Spent some quality time yesterday with the EMHL class of 2017 at Brown University. #rhodypride

A photo posted by Kerri Sparling (@sixuntilme) on

I spoke about the positive influence of patient communities a lot yesterday.  When discussions turned to the silos of healthcare and the dissemination of information, I advised people to take cues from patients who are sharing their stories online for a how-to.  “If you want to see information that’s crowd-sourced and self-policed, hopefully without a whole bunch of egos and competing interests, the online patient communities can give you some tips on how it’s done.  It’s not medical advice but it is honest and shows what illness looks like in the wild.  Patient communities take information from medical teams and integrate it into real life, with better health outcomes as the goal.  And that’s what we all want, right?”

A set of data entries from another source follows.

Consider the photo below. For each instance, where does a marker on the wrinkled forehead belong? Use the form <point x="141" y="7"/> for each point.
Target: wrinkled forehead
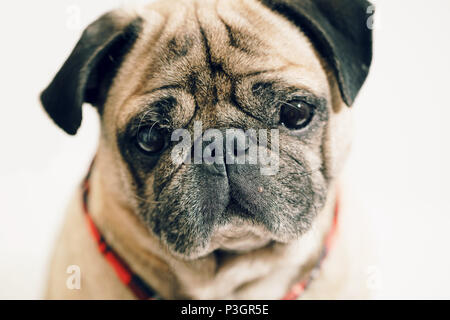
<point x="201" y="49"/>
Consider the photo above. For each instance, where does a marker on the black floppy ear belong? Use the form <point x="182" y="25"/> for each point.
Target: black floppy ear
<point x="88" y="72"/>
<point x="340" y="31"/>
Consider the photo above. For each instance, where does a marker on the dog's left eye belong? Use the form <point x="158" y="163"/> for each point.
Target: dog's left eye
<point x="151" y="139"/>
<point x="296" y="114"/>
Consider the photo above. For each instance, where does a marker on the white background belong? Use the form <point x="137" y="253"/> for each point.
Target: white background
<point x="399" y="166"/>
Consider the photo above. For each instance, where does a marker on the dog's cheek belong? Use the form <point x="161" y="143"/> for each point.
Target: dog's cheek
<point x="188" y="208"/>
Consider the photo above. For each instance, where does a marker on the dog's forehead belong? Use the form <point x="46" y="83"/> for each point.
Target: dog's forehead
<point x="203" y="47"/>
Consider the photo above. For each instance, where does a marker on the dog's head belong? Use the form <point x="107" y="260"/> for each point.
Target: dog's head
<point x="286" y="65"/>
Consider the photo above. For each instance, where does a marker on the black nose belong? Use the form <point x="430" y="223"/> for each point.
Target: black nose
<point x="234" y="151"/>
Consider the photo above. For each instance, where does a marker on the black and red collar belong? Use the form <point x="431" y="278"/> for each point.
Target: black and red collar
<point x="142" y="291"/>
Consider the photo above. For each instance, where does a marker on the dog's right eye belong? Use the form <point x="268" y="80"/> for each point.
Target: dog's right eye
<point x="151" y="139"/>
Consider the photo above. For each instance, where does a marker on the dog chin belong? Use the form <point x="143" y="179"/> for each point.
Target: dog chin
<point x="235" y="237"/>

Discussions about “what makes a good leader” took up the better part of the afternoon discussion, and I leaned heavily on bursting the bubble of privilege.  “My job as a voice in this community is to recognize what I have access to and what others are striving to gain access to.  My refrigerator is stashed with bottles of insulin, while some of my fellow people with diabetes are panicked about where their next injection will come from.  I need to remember that and raise their voices, whenever I can.”  (See also:  Spare a Rose.  See also also:  CGM Medicare Coverage.  See thrice-so: DPAC)

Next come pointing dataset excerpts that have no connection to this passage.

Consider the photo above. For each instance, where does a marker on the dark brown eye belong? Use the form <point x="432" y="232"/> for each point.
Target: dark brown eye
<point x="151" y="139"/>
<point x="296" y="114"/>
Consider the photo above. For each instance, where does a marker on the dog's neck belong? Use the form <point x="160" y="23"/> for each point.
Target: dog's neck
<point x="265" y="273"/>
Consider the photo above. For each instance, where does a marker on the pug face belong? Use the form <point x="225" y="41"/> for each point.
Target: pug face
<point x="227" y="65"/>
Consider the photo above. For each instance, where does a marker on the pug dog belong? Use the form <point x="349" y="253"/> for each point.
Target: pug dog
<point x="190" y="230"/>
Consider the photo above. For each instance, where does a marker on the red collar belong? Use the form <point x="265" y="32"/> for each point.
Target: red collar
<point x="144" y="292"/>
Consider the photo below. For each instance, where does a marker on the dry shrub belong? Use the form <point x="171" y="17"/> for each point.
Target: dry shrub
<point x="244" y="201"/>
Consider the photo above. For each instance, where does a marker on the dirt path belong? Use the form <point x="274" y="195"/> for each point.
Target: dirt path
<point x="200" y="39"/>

I’m hopeful it was an interesting panel discussion to listen to; I learned a lot by listening to my fellow panelists.  Secretary Roberts repeatedly voiced concerns about the different factors that play into health (socioeconomic, literacy, etc) and urged discussions about improving society’s views on proactive health efforts instead of reactive ones.  Dennis Keefe voiced hopes for true universal healthcare and how we can transition to that system most effectively.  Michael Hudson made an excellent point about throwing bias and stigma aside when communicating with one another; we aren’t just “the insurance guy,” or “the patient.”  Each panelist brought their unique flavor to the discussion, and I did my best to inform this EMHL about the crucial need for input from patient perspectives.

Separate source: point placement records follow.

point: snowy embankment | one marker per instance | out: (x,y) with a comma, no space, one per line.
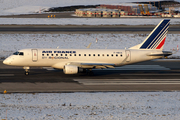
(84,21)
(13,42)
(9,7)
(85,106)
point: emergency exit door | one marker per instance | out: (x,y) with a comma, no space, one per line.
(128,55)
(34,55)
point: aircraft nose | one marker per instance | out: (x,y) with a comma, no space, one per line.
(5,61)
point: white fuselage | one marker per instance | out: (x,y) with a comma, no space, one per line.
(58,58)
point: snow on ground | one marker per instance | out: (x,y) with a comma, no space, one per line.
(94,106)
(10,43)
(9,7)
(84,21)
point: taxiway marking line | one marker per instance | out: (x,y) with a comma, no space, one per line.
(6,75)
(127,81)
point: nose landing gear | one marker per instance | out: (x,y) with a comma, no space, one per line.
(26,70)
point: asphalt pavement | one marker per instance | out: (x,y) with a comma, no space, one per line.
(146,76)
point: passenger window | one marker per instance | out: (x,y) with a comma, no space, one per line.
(21,53)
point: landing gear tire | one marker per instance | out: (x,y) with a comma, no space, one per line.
(26,73)
(90,73)
(26,70)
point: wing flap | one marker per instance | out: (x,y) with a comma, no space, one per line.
(164,53)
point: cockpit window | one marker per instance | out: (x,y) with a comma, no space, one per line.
(21,53)
(18,53)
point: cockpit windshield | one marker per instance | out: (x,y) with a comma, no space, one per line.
(18,53)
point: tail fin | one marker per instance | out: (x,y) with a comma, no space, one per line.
(156,38)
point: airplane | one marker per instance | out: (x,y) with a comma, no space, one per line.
(74,61)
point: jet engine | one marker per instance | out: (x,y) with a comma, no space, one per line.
(72,69)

One of the other panelists mentioned that high deductible insurance plans force patients to have “skin in the game,” but I’ll counter that being responsible for paying doesn’t give us skin in the game.  We’ve always had skin in the game.  Now we have a voice at the table, and it’s high time we raise it for the betterment of our communities.

I’m proud to work with diabetes organizations, but I’m prouder still to work for people with diabetes.  This community, and all perspectives in it, have improved my life and my health in ways I’ll spend the next few decades gratefully and respectfully repaying.